Note: Cricket lollipop photo courtesy of Offbeat Treats.
Tags: conference, email marketing, Email Summit, Marketing Sherpa



I like number 2. I have a newsletter signup on my front page, but I don’t get a lot of signups from it. I think I’ll change it up a little to add additional value to those who choose to signup.
This is some absolutely great advice for email marketing! I can’t to be a full time marketer and go to events such as this!
Thanks for sharing such great insights! I particularly agree with this one: “Connect with subscribers wherever they are – this is the intersection of social and email.” Your consumers’loyalty is something that you should nurture and value!
I actually met Mr. Jason Henderson in my first and only seminar that I have attended, really nice guy. The next year he went on to make it big, and had quite a few speaking gigs himself!
Great list you’ve compiled of what you learned, now if all of us can implement just a few, well then we should be on our way to success for sure!
I can’t to be a full time marketer and go to events such as this!

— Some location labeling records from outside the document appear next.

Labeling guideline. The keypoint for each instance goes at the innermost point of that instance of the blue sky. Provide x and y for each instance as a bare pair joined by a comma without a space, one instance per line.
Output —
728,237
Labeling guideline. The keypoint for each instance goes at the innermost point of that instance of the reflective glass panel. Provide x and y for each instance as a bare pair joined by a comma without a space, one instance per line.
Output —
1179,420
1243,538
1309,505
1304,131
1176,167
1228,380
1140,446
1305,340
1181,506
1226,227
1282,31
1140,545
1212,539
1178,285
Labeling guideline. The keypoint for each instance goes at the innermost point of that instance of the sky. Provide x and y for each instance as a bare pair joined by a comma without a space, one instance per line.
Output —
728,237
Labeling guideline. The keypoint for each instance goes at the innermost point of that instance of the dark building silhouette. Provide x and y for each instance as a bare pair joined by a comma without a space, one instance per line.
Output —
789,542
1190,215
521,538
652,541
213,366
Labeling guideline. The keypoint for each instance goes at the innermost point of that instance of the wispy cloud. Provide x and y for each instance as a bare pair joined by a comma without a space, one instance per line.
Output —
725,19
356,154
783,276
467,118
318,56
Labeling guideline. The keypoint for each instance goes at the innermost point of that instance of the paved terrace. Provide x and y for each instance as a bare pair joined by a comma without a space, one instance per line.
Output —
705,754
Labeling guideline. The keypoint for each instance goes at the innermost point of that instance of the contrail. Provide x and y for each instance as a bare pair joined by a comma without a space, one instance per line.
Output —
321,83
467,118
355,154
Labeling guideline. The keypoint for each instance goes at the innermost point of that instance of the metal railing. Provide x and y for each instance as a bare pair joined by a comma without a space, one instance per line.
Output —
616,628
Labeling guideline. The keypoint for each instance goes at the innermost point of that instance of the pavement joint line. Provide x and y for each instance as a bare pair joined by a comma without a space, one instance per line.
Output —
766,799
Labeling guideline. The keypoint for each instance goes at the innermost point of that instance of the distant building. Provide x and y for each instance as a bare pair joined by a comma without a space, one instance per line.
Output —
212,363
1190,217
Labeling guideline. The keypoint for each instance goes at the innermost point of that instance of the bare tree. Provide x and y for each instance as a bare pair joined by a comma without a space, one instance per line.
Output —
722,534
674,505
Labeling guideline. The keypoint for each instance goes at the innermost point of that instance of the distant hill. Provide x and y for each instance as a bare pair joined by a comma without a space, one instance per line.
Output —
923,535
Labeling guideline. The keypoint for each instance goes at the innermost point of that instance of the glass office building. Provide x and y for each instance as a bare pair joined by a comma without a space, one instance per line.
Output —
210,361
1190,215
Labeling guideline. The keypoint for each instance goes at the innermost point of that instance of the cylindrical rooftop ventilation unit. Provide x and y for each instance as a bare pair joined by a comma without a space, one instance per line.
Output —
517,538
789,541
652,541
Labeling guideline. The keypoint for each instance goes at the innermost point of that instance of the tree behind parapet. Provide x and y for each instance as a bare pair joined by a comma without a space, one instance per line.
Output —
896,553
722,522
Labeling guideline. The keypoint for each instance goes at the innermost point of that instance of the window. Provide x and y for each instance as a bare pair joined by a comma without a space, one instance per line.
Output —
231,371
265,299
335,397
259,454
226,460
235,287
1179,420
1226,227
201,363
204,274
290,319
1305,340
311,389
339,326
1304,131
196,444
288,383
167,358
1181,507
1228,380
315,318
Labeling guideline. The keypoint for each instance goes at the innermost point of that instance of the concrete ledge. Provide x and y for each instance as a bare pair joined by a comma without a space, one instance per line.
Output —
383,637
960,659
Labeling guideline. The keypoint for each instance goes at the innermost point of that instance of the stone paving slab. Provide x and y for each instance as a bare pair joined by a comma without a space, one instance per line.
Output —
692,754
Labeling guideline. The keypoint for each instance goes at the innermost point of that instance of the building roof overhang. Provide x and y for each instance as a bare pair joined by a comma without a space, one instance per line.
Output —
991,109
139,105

Through extensive marketplace research, the MarketingSherpa team has identified the top 7 challenges that email marketers face each and every day. This year’s Email Summit ’10 is designed to equip attendees with proven tools, tips and strategies to conquer these challenges:
I like number 2. I have a newsletter signup on my front page, but I don’t get a lot of signups from it. I think I’ll change it up a little to add additional value to those who choose to signup.
Some good tips there. Interesting that the best place for an email signup form is the top left or right. I’d of thought it would be the middle!
some very impressive tips here about email marketing, all the 40 points made bring you excellent knowlege on this subject, very useful indeed.
As someone who has recently set up a newsletter, I really wish I’d seen this before doing so!
A lot of things I need to look and some really great information in here. Just reading through the points and trying to action them it interesting to see how it’s actually helping the business as a whole by forcing us to focus on things we maybe haven’t done before.
Great post, thanks!
You’re so lucky to have won that ticket! Thanks for sharing with us your experience and the things you learned. Looked like a fun event.
“Adequecy is the enemy of excellence.” I love that one! Events like this one can really change destinies, I’m so happy for you cause you’ve been there!